By Neil Mackay (08 June 2003 UK Herald)
BRITAIN ran a covert 'dirty tricks' operation designed specifically to produce misleading intelligence that Saddam had weapons of mass destruction to give the UK a justifiable excuse to wage war on Iraq.
Operation Rockingham, established by the Defence Intelligence Staffwithin the Ministry of Defence in 1991, was set up to 'cherry-pick' intelligence proving an active Iraqi WMD programme and to ignore and quash intelligence which indicated that Saddam's stockpiles had been destroyed or wound down.
The existence of Operation Rockingham has been confirmed by Scott Ritter, the former UN chief weapons inspector, and a US military intelligence officer. He knew members of the Operation Rockingham team and described the unit as 'dangerous', but insisted they were not 'rogue agents' acting without government backing. 'This policy was coming from the very highest levels,' he added.

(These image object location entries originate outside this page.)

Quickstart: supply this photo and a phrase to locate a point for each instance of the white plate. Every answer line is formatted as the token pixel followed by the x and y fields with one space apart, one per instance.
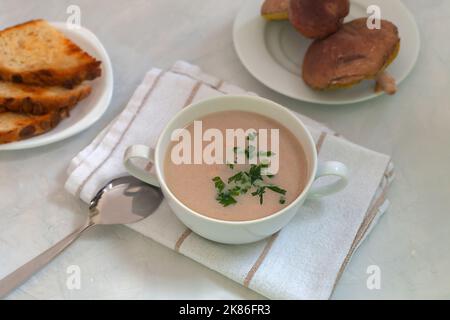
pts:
pixel 89 110
pixel 273 51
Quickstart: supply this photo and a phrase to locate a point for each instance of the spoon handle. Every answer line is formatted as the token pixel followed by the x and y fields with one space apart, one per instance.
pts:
pixel 16 278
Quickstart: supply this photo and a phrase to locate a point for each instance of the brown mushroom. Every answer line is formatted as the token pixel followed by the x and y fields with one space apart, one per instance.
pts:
pixel 352 54
pixel 317 19
pixel 275 9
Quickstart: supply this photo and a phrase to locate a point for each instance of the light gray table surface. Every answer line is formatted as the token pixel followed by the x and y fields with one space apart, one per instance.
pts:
pixel 410 243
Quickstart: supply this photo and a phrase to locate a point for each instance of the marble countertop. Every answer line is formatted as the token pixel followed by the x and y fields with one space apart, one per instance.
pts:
pixel 410 243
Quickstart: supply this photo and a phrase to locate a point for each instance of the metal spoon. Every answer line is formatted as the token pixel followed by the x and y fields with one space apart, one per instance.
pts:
pixel 122 201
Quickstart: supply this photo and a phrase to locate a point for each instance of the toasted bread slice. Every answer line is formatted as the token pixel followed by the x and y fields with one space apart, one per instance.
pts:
pixel 39 100
pixel 16 126
pixel 36 53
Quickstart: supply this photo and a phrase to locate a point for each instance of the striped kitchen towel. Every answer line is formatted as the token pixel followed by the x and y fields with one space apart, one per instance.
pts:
pixel 302 261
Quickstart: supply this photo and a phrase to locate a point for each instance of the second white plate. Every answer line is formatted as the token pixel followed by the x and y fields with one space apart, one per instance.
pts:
pixel 273 51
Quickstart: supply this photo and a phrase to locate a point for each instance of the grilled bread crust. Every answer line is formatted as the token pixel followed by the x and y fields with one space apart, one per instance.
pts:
pixel 36 53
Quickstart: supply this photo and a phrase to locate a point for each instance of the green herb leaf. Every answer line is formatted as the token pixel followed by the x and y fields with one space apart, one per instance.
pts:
pixel 236 178
pixel 276 189
pixel 225 199
pixel 260 193
pixel 250 151
pixel 252 136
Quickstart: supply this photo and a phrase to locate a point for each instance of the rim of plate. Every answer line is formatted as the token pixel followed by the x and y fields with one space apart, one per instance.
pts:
pixel 253 6
pixel 96 110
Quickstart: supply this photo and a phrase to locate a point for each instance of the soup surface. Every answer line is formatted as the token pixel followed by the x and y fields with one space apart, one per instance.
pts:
pixel 194 184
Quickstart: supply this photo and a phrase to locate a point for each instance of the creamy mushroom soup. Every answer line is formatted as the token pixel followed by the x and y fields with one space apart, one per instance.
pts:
pixel 230 189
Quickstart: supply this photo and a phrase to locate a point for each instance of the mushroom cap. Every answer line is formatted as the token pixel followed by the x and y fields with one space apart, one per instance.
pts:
pixel 317 19
pixel 352 54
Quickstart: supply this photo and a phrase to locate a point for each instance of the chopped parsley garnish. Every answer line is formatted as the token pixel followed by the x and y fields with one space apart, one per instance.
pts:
pixel 219 184
pixel 249 180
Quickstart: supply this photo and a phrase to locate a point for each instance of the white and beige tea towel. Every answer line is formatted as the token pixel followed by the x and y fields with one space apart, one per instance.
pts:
pixel 306 258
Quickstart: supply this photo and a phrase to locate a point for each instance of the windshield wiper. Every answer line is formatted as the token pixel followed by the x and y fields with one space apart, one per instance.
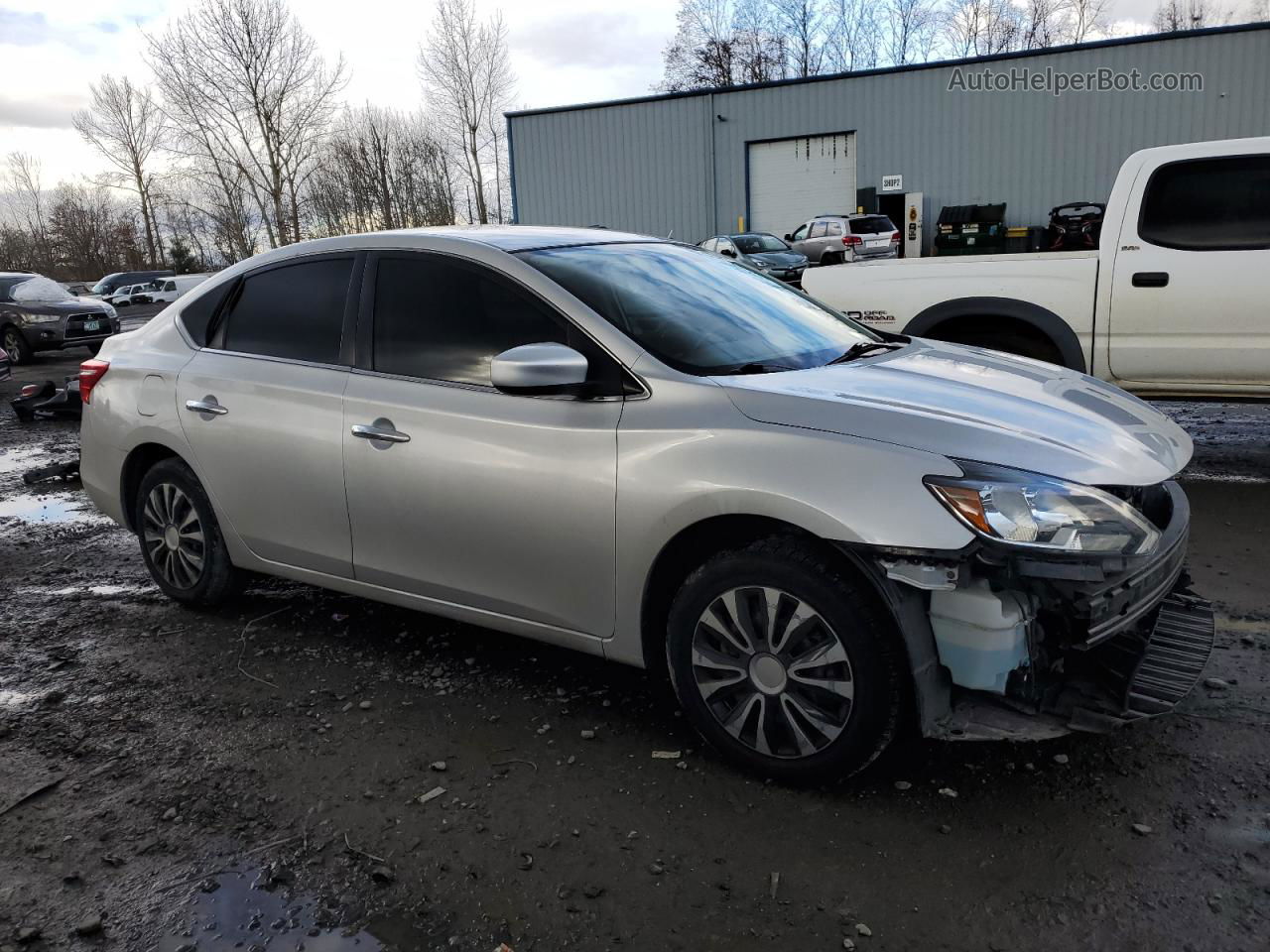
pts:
pixel 862 349
pixel 756 367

'Rockingham was spinning reports and emphasising reports that showed non-compliance (by Iraq with UN inspections) and quashing those which showed compliance. It was cherry-picking intelligence.'
Ritter and other intelligence sources say Operation Rockingham and MI6 were supplying skewed information to the Joint Intelligence Committee (JIC) which, Tony Blair has told the Commons, was behind the intelligence dossiers that the government published to convince the parliament and the people of the necessity of war against Iraq. Sources in both the British and US intelligence community are now equating the JIC with the Office of Special Plans (OSP) in the US Pentagon. The OSP was set up by Defence Secretary Donald Rumsfeld to gather intelligence which would prove the case for war. In a staggering attack on the OSP, former CIA officer Larry Johnson told the Sunday Herald the OSP was 'dangerous for US national security and a threat to world peace', adding that it 'lied and manipulated intelligence to further its agenda of removing Saddam'.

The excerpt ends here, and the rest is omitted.